Other CC licenses also require attribution but go on to indicate how artists allow their work to be used or if they need to be contacted about different types of use. Songs in the public domain (CC0) are free to use for any purpose, while FMA-Limited licenses mean songs are only available for listening purposes. Some music on the site is experimental in nature or field recordings and would likely not make sense for commercial usage.

FMA stresses the importance of contacting artists directly for clearance if there is any question about how a song might be used, which would be especially important for any commercial use. To make this easier, FMA includes artist profile pages that provide contact information for the musicians.

Curators Put Emerging Artists in Position to Get Noticed

Artists who end up working with brands for commercially often benefit greatly. For example, Australian band Jet was unknown until Apple featured its song, “Are You Gonna Be My Girl?” in a commercial for iPods. The popularity of the ad campaign proved mutually beneficial for Apple and Jet with iPods dominating the MP3 player market and Jet’s debut album, Get Born, selling more than 3.5 million copies.
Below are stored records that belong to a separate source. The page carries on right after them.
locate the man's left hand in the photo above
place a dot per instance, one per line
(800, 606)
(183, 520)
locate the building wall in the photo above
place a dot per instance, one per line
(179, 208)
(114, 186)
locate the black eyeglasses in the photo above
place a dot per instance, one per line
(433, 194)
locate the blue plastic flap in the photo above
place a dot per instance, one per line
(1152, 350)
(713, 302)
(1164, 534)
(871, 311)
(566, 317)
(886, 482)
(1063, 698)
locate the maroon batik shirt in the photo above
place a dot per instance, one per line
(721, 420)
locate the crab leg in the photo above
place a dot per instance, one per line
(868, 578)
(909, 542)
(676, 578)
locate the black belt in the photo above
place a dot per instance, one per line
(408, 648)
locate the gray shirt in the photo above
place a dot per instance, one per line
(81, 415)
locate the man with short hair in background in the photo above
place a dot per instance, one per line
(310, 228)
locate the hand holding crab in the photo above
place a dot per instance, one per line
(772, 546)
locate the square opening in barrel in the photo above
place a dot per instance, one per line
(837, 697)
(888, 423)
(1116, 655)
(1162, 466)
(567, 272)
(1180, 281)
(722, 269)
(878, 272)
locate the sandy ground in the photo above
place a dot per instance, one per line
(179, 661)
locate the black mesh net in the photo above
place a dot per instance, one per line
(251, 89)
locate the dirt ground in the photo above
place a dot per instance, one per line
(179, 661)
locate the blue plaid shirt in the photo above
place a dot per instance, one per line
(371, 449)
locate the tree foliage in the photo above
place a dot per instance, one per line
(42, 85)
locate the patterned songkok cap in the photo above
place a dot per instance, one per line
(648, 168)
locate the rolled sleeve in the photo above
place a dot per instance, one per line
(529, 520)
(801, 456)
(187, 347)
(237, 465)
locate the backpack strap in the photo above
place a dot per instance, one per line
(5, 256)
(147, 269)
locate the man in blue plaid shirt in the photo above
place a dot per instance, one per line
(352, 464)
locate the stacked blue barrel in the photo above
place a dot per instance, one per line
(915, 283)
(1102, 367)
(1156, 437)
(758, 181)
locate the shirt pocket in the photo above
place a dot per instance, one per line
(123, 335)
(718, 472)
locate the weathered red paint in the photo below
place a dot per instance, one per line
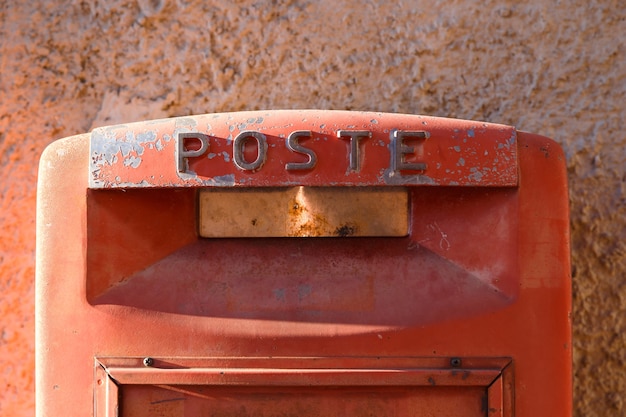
(468, 313)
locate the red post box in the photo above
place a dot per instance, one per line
(308, 263)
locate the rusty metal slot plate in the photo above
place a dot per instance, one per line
(304, 212)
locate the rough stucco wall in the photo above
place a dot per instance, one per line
(552, 68)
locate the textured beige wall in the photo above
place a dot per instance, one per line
(555, 68)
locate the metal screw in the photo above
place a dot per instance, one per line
(455, 362)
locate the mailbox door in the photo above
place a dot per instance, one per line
(303, 262)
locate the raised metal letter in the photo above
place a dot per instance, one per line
(293, 145)
(240, 142)
(399, 149)
(354, 136)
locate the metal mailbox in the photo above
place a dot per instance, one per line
(310, 263)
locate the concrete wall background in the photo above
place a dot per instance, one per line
(554, 68)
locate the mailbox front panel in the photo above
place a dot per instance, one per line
(303, 263)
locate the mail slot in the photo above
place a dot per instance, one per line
(310, 263)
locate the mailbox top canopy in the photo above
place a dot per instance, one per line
(303, 147)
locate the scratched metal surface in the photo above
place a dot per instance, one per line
(465, 153)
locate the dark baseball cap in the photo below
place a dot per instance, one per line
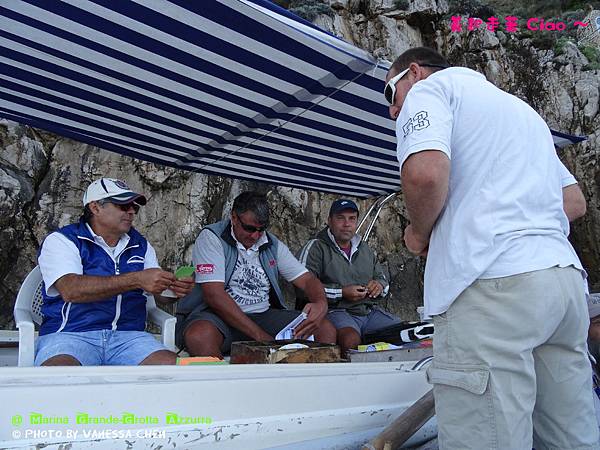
(342, 205)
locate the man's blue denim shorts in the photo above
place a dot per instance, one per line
(98, 348)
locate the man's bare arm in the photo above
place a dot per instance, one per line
(425, 177)
(227, 309)
(574, 203)
(87, 288)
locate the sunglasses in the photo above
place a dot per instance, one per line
(124, 207)
(251, 228)
(390, 88)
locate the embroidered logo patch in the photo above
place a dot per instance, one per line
(205, 268)
(135, 260)
(416, 123)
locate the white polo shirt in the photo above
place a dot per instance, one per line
(504, 211)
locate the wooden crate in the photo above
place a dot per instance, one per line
(253, 352)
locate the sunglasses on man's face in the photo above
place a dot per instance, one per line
(127, 206)
(390, 88)
(251, 228)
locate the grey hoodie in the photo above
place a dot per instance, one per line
(329, 263)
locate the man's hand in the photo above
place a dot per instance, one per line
(182, 287)
(354, 292)
(374, 289)
(262, 336)
(155, 280)
(315, 312)
(415, 244)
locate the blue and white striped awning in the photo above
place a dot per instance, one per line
(236, 88)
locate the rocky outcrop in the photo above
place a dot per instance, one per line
(43, 176)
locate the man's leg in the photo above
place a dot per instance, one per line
(203, 333)
(348, 329)
(132, 348)
(69, 349)
(203, 338)
(483, 368)
(61, 360)
(564, 414)
(347, 338)
(161, 357)
(326, 333)
(378, 319)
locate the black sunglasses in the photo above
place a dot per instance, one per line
(251, 228)
(390, 87)
(125, 207)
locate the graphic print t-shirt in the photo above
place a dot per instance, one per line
(249, 285)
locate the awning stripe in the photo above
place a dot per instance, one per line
(235, 88)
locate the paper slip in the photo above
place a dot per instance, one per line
(288, 331)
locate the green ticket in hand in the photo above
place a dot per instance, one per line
(184, 272)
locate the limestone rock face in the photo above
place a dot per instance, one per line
(43, 176)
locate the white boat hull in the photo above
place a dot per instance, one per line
(248, 406)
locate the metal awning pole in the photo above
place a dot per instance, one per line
(377, 206)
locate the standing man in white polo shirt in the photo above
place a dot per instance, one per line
(96, 275)
(483, 190)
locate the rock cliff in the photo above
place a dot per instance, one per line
(43, 176)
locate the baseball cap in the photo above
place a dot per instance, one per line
(341, 205)
(116, 190)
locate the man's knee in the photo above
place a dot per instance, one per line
(348, 338)
(61, 360)
(203, 338)
(160, 357)
(326, 332)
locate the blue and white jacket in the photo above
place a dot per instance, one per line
(126, 312)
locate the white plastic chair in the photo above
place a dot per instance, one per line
(28, 310)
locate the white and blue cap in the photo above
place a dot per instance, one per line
(110, 188)
(342, 204)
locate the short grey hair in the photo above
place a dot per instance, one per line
(256, 203)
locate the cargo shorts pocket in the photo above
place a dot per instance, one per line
(472, 378)
(464, 406)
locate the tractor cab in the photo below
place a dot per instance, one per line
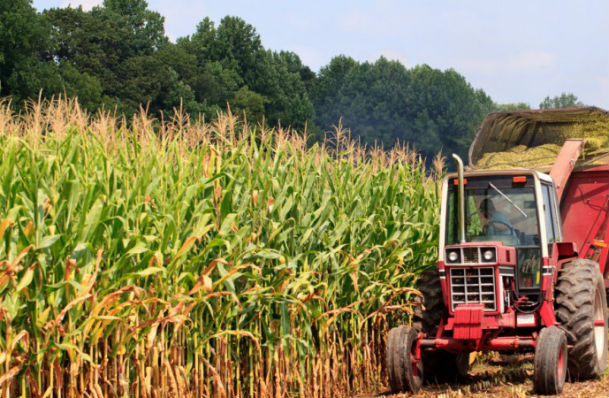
(510, 221)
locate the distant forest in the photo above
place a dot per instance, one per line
(118, 56)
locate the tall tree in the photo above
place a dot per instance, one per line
(24, 65)
(564, 100)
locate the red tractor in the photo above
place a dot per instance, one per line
(522, 261)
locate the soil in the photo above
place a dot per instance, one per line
(502, 376)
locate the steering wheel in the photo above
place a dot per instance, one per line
(491, 226)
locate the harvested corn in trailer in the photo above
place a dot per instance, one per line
(532, 139)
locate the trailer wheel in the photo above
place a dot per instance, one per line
(581, 309)
(551, 356)
(404, 371)
(440, 366)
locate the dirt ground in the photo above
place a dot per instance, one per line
(508, 376)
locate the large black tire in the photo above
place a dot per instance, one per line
(551, 356)
(405, 375)
(440, 366)
(580, 301)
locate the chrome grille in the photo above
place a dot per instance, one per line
(471, 255)
(473, 285)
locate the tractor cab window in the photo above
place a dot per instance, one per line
(498, 210)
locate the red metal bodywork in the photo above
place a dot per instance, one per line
(584, 210)
(583, 200)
Now that’s not to say that any FMA artist that allows a marketer to use one of its songs in a commercial will go platinum, but exposure is key for unknown bands. FMA’s platform is helping artists get noticed while providing marketers and videographers with an easy method of finding memorable music that drives engagement with customers.

And since FMA only offers music from trusted curators, users of the site have come to expect songs that are worth their time. Other free music websites might host more songs, but FMA puts the focus on quality with every title on the site handpicked by established audiophiles.

This same level of quality benefits brands and marketers looking to attach their names to artists, who just might be the next big thing.